Milas’ın sokaklarında bir kahveye oturuyoruz soluklanmaya. Etrafımız hemen kalabalıklaşıyor. “Nerden geliyorsunuz, Bodruma’mı geçiyorsunuz” diye soran Milaslılar’a “Hayır, Çomakdağ’a gezmeye geldik” dediğimizde, bu akşam düğün var köyde, pek güzel olur oranın düğünleri, hem bu düğünde pehlivanla güreş tutacek” cevabını alıyoruz onların şivesinde. Çaylarımızı getiren kişi, Çomakdağlılar’ın düğünlerinin çok renkli olduğunu, yemenin içmenin sınırının olmadığını, düğünlerin günlerce konuşulduğunu ve çok masraflı olması sebebiyle azıcık (!) tutumlu olduklarını anlatıyor gülümseyerek. Bizim göreceğimiz bu düğünü yapanların çok varlıklı olduğunu, kızın dıştan yani başka memleketten olduğunu, damadın da okumuş, çok faydalı bir insan olduğunu öğreniyoruz çaylarımızı yudumlarken. “Her düğünde en az bir kilo altın takılır kıza” diye söze karışıyor sonradan Çomakdağlı olduğunu öğrendiğimiz yaşlı bir amca gururla!

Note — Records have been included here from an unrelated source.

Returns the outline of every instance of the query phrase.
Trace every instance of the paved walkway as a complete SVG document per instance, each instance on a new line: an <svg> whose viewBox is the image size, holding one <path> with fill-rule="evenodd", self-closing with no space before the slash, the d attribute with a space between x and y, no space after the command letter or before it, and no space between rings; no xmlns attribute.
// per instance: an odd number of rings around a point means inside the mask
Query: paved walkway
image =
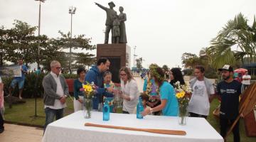
<svg viewBox="0 0 256 142"><path fill-rule="evenodd" d="M4 131L0 134L1 142L40 142L43 130L31 126L4 124Z"/></svg>

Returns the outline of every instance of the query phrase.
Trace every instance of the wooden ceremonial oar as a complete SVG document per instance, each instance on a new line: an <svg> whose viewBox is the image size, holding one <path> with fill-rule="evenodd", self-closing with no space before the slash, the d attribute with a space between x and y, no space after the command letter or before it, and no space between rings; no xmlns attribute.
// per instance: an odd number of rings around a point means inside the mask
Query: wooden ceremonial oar
<svg viewBox="0 0 256 142"><path fill-rule="evenodd" d="M145 131L149 133L156 133L161 134L168 134L168 135L182 135L185 136L186 134L184 131L178 131L178 130L165 130L165 129L137 129L126 126L110 126L110 125L100 125L95 124L85 123L85 126L95 126L95 127L101 127L107 129L114 129L120 130L129 130L129 131Z"/></svg>
<svg viewBox="0 0 256 142"><path fill-rule="evenodd" d="M235 124L238 123L240 114L242 114L243 116L247 116L255 107L256 104L256 95L255 95L256 92L256 83L254 83L249 86L248 88L244 92L242 95L242 98L240 102L239 106L239 115L235 120L234 123L232 124L230 129L227 133L226 136L225 137L225 140L227 139L228 136L231 133Z"/></svg>

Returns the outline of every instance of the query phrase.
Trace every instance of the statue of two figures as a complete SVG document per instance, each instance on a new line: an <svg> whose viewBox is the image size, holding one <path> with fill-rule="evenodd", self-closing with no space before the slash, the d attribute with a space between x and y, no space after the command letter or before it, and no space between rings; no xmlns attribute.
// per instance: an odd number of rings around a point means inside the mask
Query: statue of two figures
<svg viewBox="0 0 256 142"><path fill-rule="evenodd" d="M112 32L112 43L127 43L126 31L124 21L127 20L127 16L124 11L124 8L119 6L119 11L120 13L117 15L113 8L115 6L114 2L108 3L110 8L105 7L97 3L95 3L102 9L105 10L107 13L106 19L106 30L105 36L105 44L108 43L109 33Z"/></svg>

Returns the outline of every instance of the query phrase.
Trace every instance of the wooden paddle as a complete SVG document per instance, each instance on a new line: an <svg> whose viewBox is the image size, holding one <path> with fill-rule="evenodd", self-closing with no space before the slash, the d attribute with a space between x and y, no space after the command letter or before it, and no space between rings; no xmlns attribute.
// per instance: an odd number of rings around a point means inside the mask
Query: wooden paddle
<svg viewBox="0 0 256 142"><path fill-rule="evenodd" d="M243 116L247 116L256 105L256 83L254 83L249 86L249 87L243 92L241 100L239 104L239 115L232 124L230 129L227 133L225 140L227 139L228 136L231 133L235 124L238 123L240 118L240 114Z"/></svg>
<svg viewBox="0 0 256 142"><path fill-rule="evenodd" d="M137 129L126 126L110 126L110 125L100 125L95 124L85 123L85 126L95 126L95 127L101 127L107 129L114 129L120 130L129 130L129 131L145 131L149 133L156 133L161 134L168 134L168 135L182 135L185 136L186 134L184 131L178 131L178 130L165 130L165 129Z"/></svg>

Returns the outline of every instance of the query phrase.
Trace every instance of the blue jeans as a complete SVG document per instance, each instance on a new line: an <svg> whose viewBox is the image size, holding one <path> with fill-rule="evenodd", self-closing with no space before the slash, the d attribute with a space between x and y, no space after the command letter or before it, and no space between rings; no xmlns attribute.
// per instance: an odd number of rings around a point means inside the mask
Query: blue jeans
<svg viewBox="0 0 256 142"><path fill-rule="evenodd" d="M64 114L64 109L53 109L48 107L45 109L46 113L46 124L44 126L43 133L46 129L47 126L53 122L54 117L55 117L55 120L60 119L63 117Z"/></svg>

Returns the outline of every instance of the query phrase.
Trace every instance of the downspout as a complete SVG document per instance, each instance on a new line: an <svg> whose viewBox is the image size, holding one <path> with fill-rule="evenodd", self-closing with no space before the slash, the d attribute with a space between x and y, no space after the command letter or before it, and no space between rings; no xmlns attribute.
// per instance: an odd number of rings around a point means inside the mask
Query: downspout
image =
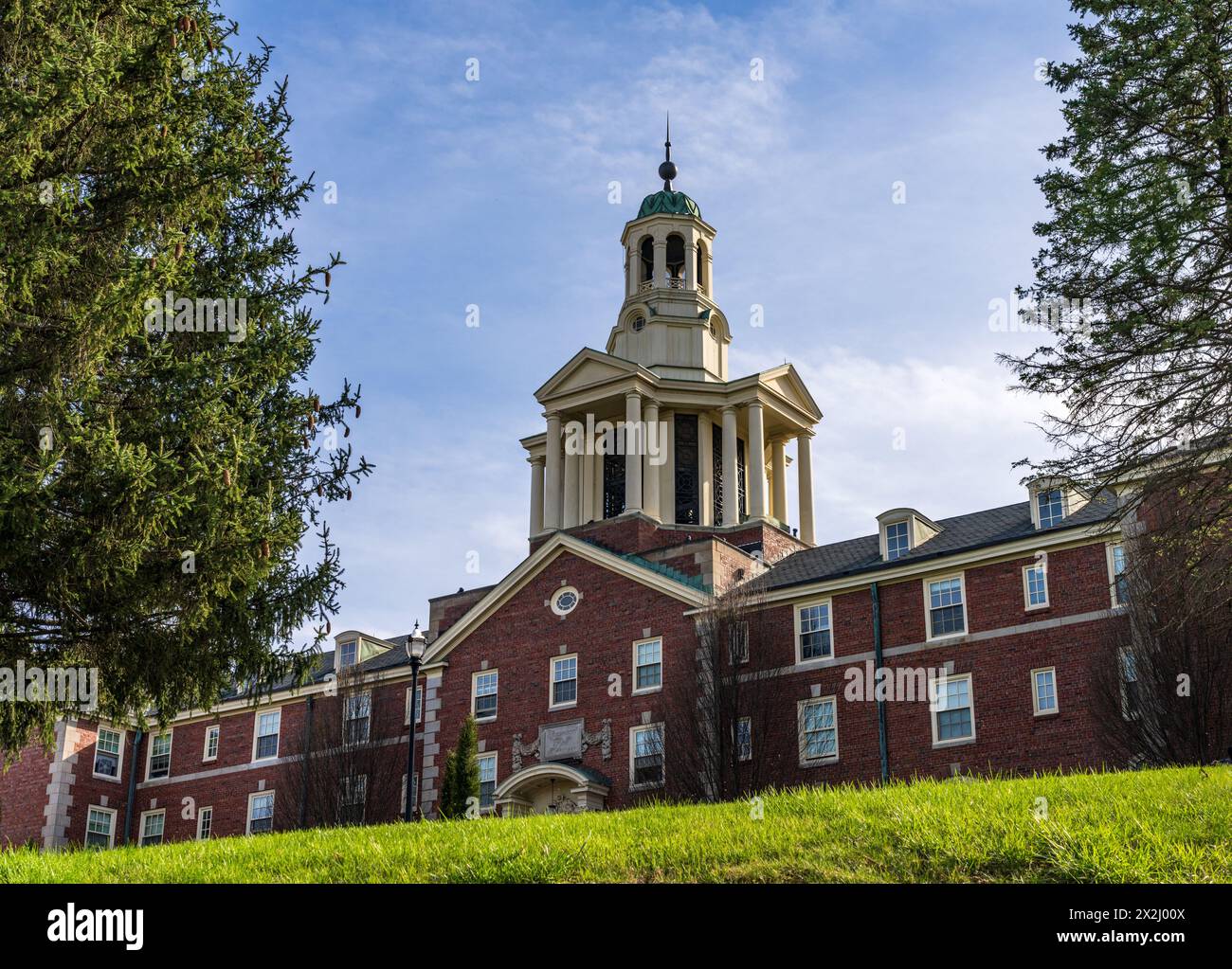
<svg viewBox="0 0 1232 969"><path fill-rule="evenodd" d="M877 746L881 749L881 783L890 782L890 755L886 751L886 698L882 691L877 690L881 680L883 659L881 655L881 598L877 595L877 584L873 582L869 591L872 593L872 655L877 666L873 673L873 690L877 694Z"/></svg>

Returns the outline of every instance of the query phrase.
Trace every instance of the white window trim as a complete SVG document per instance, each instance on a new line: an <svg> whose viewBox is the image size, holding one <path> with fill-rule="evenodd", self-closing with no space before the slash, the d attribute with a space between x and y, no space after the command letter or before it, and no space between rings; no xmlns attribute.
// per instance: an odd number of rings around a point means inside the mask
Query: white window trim
<svg viewBox="0 0 1232 969"><path fill-rule="evenodd" d="M829 632L830 632L830 655L828 655L828 656L813 656L812 659L806 660L806 659L803 659L803 644L801 643L800 614L801 614L801 612L803 612L804 609L807 609L807 608L809 608L812 606L825 606L825 614L829 617L829 621L830 621L830 627L829 627ZM835 655L835 643L834 643L834 600L832 597L824 596L822 598L809 598L809 600L806 600L804 602L797 602L792 607L792 627L795 629L795 639L796 639L796 665L797 666L814 666L814 665L822 664L822 662L830 662L834 659L834 655Z"/></svg>
<svg viewBox="0 0 1232 969"><path fill-rule="evenodd" d="M120 734L120 752L116 755L116 776L115 777L112 777L111 774L101 774L96 770L94 770L95 765L99 763L99 734L101 734L103 730L106 730L106 731L108 731L111 734ZM121 729L115 728L115 726L106 726L103 724L99 724L99 729L95 731L95 735L94 735L94 763L90 765L90 773L91 773L92 777L97 778L99 781L111 781L112 783L116 783L116 784L120 783L120 779L124 776L124 741L127 739L128 739L128 731L127 730L121 730ZM86 813L86 818L87 819L89 819L89 816L90 816L89 813Z"/></svg>
<svg viewBox="0 0 1232 969"><path fill-rule="evenodd" d="M270 800L270 831L274 831L274 810L275 810L275 805L277 804L277 800L274 799L274 792L272 790L254 790L251 794L248 795L248 814L246 814L246 820L244 821L244 834L245 835L251 835L253 834L253 798L270 798L271 799ZM262 834L265 834L265 832L262 832Z"/></svg>
<svg viewBox="0 0 1232 969"><path fill-rule="evenodd" d="M1052 673L1052 709L1041 710L1040 709L1040 691L1035 683L1036 673ZM1036 717L1052 717L1061 713L1061 691L1057 690L1057 667L1056 666L1041 666L1037 670L1031 670L1031 708L1035 710ZM971 714L971 723L975 724L976 715Z"/></svg>
<svg viewBox="0 0 1232 969"><path fill-rule="evenodd" d="M211 734L217 734L218 735L218 744L214 746L213 756L211 756L211 754L209 754L209 735ZM201 747L201 762L202 763L207 763L208 761L217 761L218 760L218 751L222 750L222 746L223 746L223 725L222 724L209 724L206 728L205 744Z"/></svg>
<svg viewBox="0 0 1232 969"><path fill-rule="evenodd" d="M480 717L476 713L476 702L479 699L479 694L476 692L479 687L479 677L495 675L496 677L496 712L492 717ZM492 670L476 670L471 673L471 715L474 717L477 724L490 724L500 715L500 667Z"/></svg>
<svg viewBox="0 0 1232 969"><path fill-rule="evenodd" d="M261 717L265 715L265 714L267 714L267 713L276 713L276 714L278 714L278 733L275 734L275 736L277 738L277 746L275 747L275 751L274 751L274 754L271 756L269 756L269 757L257 757L256 756L256 742L261 739ZM281 752L282 752L282 707L274 707L271 709L264 709L264 710L260 709L260 708L257 708L253 713L253 760L250 762L251 763L260 763L262 761L276 761L278 758L278 755Z"/></svg>
<svg viewBox="0 0 1232 969"><path fill-rule="evenodd" d="M941 697L945 685L954 680L966 680L967 681L967 707L971 709L971 736L957 736L954 740L938 740L938 723L936 715L941 713L936 708L935 703L930 703L929 707L929 720L933 722L933 746L934 747L958 747L963 744L976 742L976 685L971 673L955 673L954 676L939 676L935 680L936 683L936 696Z"/></svg>
<svg viewBox="0 0 1232 969"><path fill-rule="evenodd" d="M929 586L934 582L945 582L950 579L958 580L958 590L962 595L962 632L961 633L941 633L941 635L933 635L933 597L929 595ZM925 643L940 643L945 639L958 639L960 637L968 635L971 633L971 613L967 609L967 574L963 573L950 573L947 575L931 575L923 582L924 589L924 641Z"/></svg>
<svg viewBox="0 0 1232 969"><path fill-rule="evenodd" d="M117 818L116 809L115 808L103 808L101 804L90 804L90 805L87 805L86 811L85 811L85 834L86 834L86 837L90 836L90 811L99 811L99 814L110 814L111 815L111 829L110 829L110 832L107 835L107 847L108 848L116 847L116 818Z"/></svg>
<svg viewBox="0 0 1232 969"><path fill-rule="evenodd" d="M834 752L827 755L825 757L807 757L804 756L804 707L809 707L813 703L830 702L834 709ZM806 699L798 701L796 703L796 746L800 755L801 767L819 767L824 763L837 763L839 758L839 698L838 694L830 694L828 697L807 697Z"/></svg>
<svg viewBox="0 0 1232 969"><path fill-rule="evenodd" d="M658 638L658 637L655 637ZM644 641L644 640L643 640ZM654 730L659 731L659 744L662 745L663 763L659 767L659 783L657 784L634 784L633 783L633 761L637 760L637 735L642 730ZM665 787L668 783L668 731L664 722L653 724L636 724L628 729L628 789L630 790L658 790Z"/></svg>
<svg viewBox="0 0 1232 969"><path fill-rule="evenodd" d="M659 651L659 660L660 660L660 662L662 662L662 659L663 659L663 651L662 651L662 648L660 648L660 651ZM563 660L573 660L574 661L574 667L573 667L573 699L567 699L564 703L553 703L552 698L556 696L556 665L558 662L563 661ZM578 693L580 692L579 687L582 686L582 683L579 682L579 680L582 677L578 675L580 672L580 670L577 666L577 661L578 661L578 654L577 653L565 653L565 654L563 654L561 656L552 656L552 659L548 660L548 665L547 665L547 708L549 710L567 710L567 709L570 709L570 708L578 706Z"/></svg>
<svg viewBox="0 0 1232 969"><path fill-rule="evenodd" d="M1027 575L1030 574L1031 569L1039 569L1044 573L1044 602L1036 602L1034 605L1031 603L1031 584L1027 580ZM963 614L966 614L966 606L967 606L966 590L962 591L962 606L963 606ZM1042 561L1032 561L1030 565L1023 566L1023 606L1026 608L1027 612L1032 612L1035 609L1046 609L1052 606L1052 593L1048 591L1048 566L1045 565Z"/></svg>
<svg viewBox="0 0 1232 969"><path fill-rule="evenodd" d="M646 645L647 643L658 643L659 644L659 682L655 683L654 686L643 686L641 690L638 690L638 686L637 686L637 648L642 646L642 645ZM663 637L662 635L648 635L648 637L646 637L646 639L638 639L638 640L636 640L633 643L633 692L630 696L641 697L641 696L644 696L646 693L658 693L658 692L660 692L663 690L663 681L667 678L667 669L665 669L667 664L664 662L665 659L667 659L667 649L664 649ZM649 664L647 664L647 665L649 665Z"/></svg>

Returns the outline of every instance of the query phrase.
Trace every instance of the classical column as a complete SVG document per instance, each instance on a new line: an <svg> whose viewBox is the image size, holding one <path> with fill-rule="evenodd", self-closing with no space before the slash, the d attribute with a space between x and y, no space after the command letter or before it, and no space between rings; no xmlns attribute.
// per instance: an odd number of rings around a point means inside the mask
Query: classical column
<svg viewBox="0 0 1232 969"><path fill-rule="evenodd" d="M531 465L531 537L543 531L543 456L527 458Z"/></svg>
<svg viewBox="0 0 1232 969"><path fill-rule="evenodd" d="M800 539L813 544L813 432L796 436L796 473L800 475Z"/></svg>
<svg viewBox="0 0 1232 969"><path fill-rule="evenodd" d="M761 401L754 400L749 410L749 517L766 516L766 437L761 425Z"/></svg>
<svg viewBox="0 0 1232 969"><path fill-rule="evenodd" d="M770 442L770 474L774 476L774 502L770 513L784 525L787 523L787 456L784 452L784 440L776 437Z"/></svg>
<svg viewBox="0 0 1232 969"><path fill-rule="evenodd" d="M625 394L625 511L642 510L643 449L642 395L637 390L630 390Z"/></svg>
<svg viewBox="0 0 1232 969"><path fill-rule="evenodd" d="M654 443L657 457L660 462L667 457L664 448L667 442L664 435L659 433L659 404L657 400L646 401L646 480L642 483L642 511L652 518L660 517L659 510L659 469L662 464L652 463L650 443Z"/></svg>
<svg viewBox="0 0 1232 969"><path fill-rule="evenodd" d="M561 415L547 415L547 457L543 462L543 527L559 528L562 500L564 497L564 467L561 460Z"/></svg>
<svg viewBox="0 0 1232 969"><path fill-rule="evenodd" d="M723 525L740 523L740 479L736 467L736 408L723 408Z"/></svg>

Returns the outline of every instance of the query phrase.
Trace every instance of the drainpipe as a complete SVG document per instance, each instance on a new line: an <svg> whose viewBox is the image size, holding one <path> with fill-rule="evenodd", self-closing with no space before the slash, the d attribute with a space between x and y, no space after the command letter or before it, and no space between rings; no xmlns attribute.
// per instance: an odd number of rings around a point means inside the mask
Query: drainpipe
<svg viewBox="0 0 1232 969"><path fill-rule="evenodd" d="M133 802L137 800L137 751L142 746L142 731L137 730L133 736L133 752L128 758L128 799L124 802L124 837L120 842L122 845L128 843L128 829L133 822Z"/></svg>
<svg viewBox="0 0 1232 969"><path fill-rule="evenodd" d="M873 675L873 688L878 682L883 665L881 655L881 598L877 595L877 584L873 582L869 590L872 593L872 654L877 670ZM881 749L881 783L890 782L890 755L886 752L886 698L877 697L877 746Z"/></svg>

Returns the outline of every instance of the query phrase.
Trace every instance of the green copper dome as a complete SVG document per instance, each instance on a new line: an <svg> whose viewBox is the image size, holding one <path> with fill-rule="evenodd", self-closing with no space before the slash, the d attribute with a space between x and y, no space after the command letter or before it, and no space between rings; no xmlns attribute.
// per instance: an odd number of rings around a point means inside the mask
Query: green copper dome
<svg viewBox="0 0 1232 969"><path fill-rule="evenodd" d="M662 192L648 195L642 199L642 207L637 211L639 219L647 215L692 215L701 218L701 209L684 192L673 192L664 188Z"/></svg>

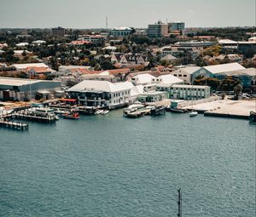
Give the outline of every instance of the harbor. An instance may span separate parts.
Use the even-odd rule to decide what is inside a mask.
[[[27,130],[28,123],[0,119],[0,127],[12,129]]]
[[[94,216],[95,208],[99,216],[168,216],[179,187],[184,216],[254,214],[255,126],[246,120],[172,112],[131,119],[119,109],[28,122],[28,131],[0,128],[3,216]]]

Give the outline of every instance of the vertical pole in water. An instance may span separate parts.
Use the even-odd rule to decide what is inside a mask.
[[[31,71],[29,71],[29,102],[30,102],[30,107],[32,107],[31,99],[32,99],[32,93],[31,93]]]
[[[177,190],[178,198],[177,198],[177,217],[182,217],[182,192],[181,189]]]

Ketendere, İkiztaş, Çomakdağ( Kızılağaç)…
Milas’tan yola koyulup, Beşparmak Dağları’na vardığımızda Çomakdağ köyleri olan İkiztaş, Kızılağaç ve Ketendere çıkıyor karşımıza. Özellikle taş evlerin vadi manzarasına bakan, boyalı, ahşap pencereleri, toprak damları bacaları hemen dikkatimizi çekiyor. Çomakdağ evleri genelde iki katlı, her evin etrafında kalın duvarlar var. 1970’li yıllara kadar evlenecek çiftlere mutlaka bu taş evlerden hazırlanırmış. Yapımı oldukça zahmetli olan bu evleri taş ustaları yörede bulunan taş ocağından çıkarılan ve içinde bulunan silisyum nedeniyle pırıl pırıl parlayan taşlardan, el hünerlerini sergileyerek yaparlarmış. Bir taş evi ortalama iki usta ancak iki ayda tamamlayabilirmiş. Hünerli ustalar şimdilerde çok yaşlandığı, genç olanların çoğu da Bodrum’a taş işlemeye gittiği için artık evler beton ya da kerpiçten yapılır olmuş.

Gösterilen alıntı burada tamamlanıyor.